USF College of Public Health alumnae Drs. Lindsey King, a clinical assistant professor in the College of Public Health and Health Professions at the University of Florida, and Korede Yusuf, assistant professor in the College of Nursing and Public Health at Adelphi University, along with Dr. Abraham Salinas-Miranda, associate director of the COPH’s Center of Excellence in Maternal and Child Health and director of the Harrell Center for the Study of Family Violence and associate director for the USF Center for Excellence in Maternal and Child Health, were part of  a research team that conducted the largest population-based study examining fetal macrosomia.

Fetal macrosomia is defined as a birth weight greater than or equal to 8.818 pounds, regardless of gestational age.

(Photo source: Pixabay)

King says that studies worldwide have reported an increase of macrosomia over several decades and that the prevalence of obesity among pregnant women in the U.S. is also on the rise.

“Previous studies have shown an association between obesity and an increased risk of fetal macrosomia, which is also associated with an elevated risk of infant and maternal morbidity and mortality,” Salinas-Miranda said.

Their research, “Trends in the incidence of fetal macrosomia and its phenotypes in the United States, 1971–2017,” which was published in Archives of Gynecology and Obstetrics, aimed to examine trends in fetal macrosomia in the U.S. among singleton live births.

Conducting a population-based retrospective cohort study for the past five decades, they looked back on natality data files on all U.S. live births from 1971 to 2017 complied by the National Center for Health Statistics and made publicly available by the CDC.

They also broke down the cases of macrosomia into three phenotypes based on weight, creating a continuum of risk‑‑‑with greater risk of complications occurring with each ascending range of values.  

They segmented the cases as such: Grade 1 = 8.818 – 9.919 lbs.; Grade 2 = 9.920 – 11.021 lbs.; and Grade 3 = ≥ 11.022 lbs.

“Our study is the most recent analysis of trends of fetal macrosomia in the U.S. and the largest population-based study conducted regarding fetal macrosomia, covering almost half a century,” King said.

They found that the risk of infant morbidity increased substantially with birth weights greater than 9.920 lbs. and the risk of infant mortality increased even more significantly with birth weights greater than 11.022 lbs.
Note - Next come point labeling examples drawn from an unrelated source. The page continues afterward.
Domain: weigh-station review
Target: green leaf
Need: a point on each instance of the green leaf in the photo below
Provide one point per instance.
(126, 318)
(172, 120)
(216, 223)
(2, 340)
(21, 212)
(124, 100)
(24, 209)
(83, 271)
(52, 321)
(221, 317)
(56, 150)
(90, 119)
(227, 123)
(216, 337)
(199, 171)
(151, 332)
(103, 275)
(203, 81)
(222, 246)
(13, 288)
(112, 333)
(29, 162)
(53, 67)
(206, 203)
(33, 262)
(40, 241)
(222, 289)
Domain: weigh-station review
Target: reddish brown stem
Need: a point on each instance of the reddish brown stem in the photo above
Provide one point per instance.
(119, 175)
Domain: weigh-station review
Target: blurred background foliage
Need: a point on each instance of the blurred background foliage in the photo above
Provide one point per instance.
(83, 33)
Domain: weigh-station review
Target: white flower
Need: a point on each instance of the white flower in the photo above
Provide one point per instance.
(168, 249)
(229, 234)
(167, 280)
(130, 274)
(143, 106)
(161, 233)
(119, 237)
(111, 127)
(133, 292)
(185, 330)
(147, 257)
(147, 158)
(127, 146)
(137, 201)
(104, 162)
Drs. Lindsey King, Korede Yusuf, and Abraham Salinas-Miranda presenting their research findings at the 2019 American Public Health Association conference in Philadelphia. (Photo courtesy of King)

“It is useful to assess temporal trends in macrosomia taking into account these phenotypes that exhibit different risk profiles,” King said. “Our study found that the most pronounced decline in rate of macrosomia occurred in Grade 3, the most severe and lethal phenotype.”

Overall, though, they found that from a baseline rate of 8.84 percent, the rate of fetal macrosomia declined to 8.07 percent at the end of the study, representing a drop of 8.7 percent.

“This decline was also noted in each of the three phenotypes, with the greatest drop among infants with Grade 3 macrosomia, the most servere and lethal phenotype,” King said. “The most impactful factors were maternal age and gestational weight gain.”

They hope to take this research a step further to examine what impact planned deliveries of diabetic pregnancies has on the potential benefit to reduce excessive fetal weight gain.

“It has not been established whether the earlier delivery and thus lesser weight will prevent birth-related complications in those infants,” King said. “We would love to examine this in future studies.”